Shannon será o motor do terceiro ato: a descoberta de que aquele laboratório, no qual aprimora o controle mental e comportamental por meio de ondas sonoras (muitas delas, abaixo do espectro normal de audição), na verdade está desenvolvendo uma arma com aplicações políticas e militares para corporações e o próprio Governo – aqui encontramos ecos da teorias conspiratórias dos projetos de Deep State na era da Guerra Fria como os Projetos MK-Ultra e Bluebird: criar artificialmente distúrbios de identidade dissociativa para criar “candidatos manchurianos” – gatilhos hipnoticamente inseridos na mente para criar assassinos e até soldados que ignorem o medo e a fadiga.




Ultrasound é estruturado como uma memória: nunca está totalmente enraizado em um tempo ou lugar, mas flui livremente, levando a mente a uma longa jornada para um destino desconhecido.  “Ultrassom” é um quebra-cabeça, mas com conspiração política, além de confrontar traumas pessoais em seu núcleo. Os pontos fracos para a manipulação mental.

Mais do que isso, Ultrasound confronta a total violação da autonomia corporal que cada personagem sofre nas mãos daqueles que moldam suas memórias. Glen realmente acredita que não pode andar. Uma mulher chamada Katie (Rainey Qualley) está totalmente convencida de que está grávida. 

Esses momentos empurram o filme para um campo perturbador, mostrando toda a extensão de quão fácil pode ser convencer a mente de uma nova verdade. 

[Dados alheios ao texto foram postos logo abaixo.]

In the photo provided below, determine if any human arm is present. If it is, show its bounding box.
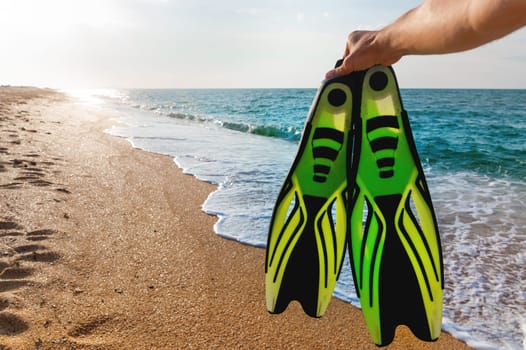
[326,0,526,78]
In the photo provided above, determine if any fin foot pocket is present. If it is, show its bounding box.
[265,80,353,317]
[349,66,443,346]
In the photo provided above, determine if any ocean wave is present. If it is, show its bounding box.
[166,112,302,141]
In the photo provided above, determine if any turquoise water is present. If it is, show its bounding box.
[100,89,526,349]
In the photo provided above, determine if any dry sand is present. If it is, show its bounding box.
[0,88,468,349]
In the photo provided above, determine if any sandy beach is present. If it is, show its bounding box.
[0,87,469,349]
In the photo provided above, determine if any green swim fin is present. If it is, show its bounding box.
[348,66,444,346]
[265,79,352,317]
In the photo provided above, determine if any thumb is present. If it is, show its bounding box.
[325,56,353,79]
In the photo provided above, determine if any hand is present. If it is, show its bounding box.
[325,30,401,79]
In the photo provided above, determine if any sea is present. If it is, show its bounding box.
[73,88,526,349]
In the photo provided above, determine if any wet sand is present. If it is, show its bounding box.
[0,87,468,349]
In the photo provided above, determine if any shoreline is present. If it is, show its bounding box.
[0,88,469,349]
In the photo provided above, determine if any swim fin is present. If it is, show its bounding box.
[265,75,353,317]
[348,66,444,346]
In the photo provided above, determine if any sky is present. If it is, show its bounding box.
[0,0,526,89]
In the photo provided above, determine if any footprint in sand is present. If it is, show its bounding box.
[0,221,60,338]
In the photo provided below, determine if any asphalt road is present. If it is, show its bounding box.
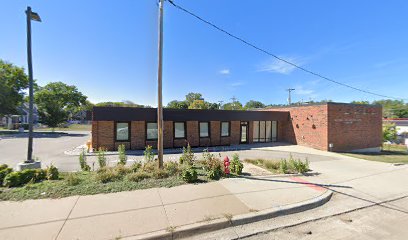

Sim, isso pode ser ficção científica, mas entre a natureza da baixa tecnologia do dispositivo que cria a frequência e as histórias anteriores de lavagem cerebral na História, os eventos em Ultrasound não parecem muito forçados. É assustador.


 

 

Ficha Técnica

 

Título: Ultrasound 

Diretor: Rob Schroeder

Roteiro: Conor Stechschulte

Elenco:  Vincent Kartheiser, Breeda Wool, Chelsea Lopez, Tunde Adebimpe, Bob Stephenson

Produção: Lodger Films

Distribuição: Magnolia Pictures

Ano: 2021

País: EUA

 

Postagens Relacionadas


Memória, identidade e controle mental no filme “Upstream Colour”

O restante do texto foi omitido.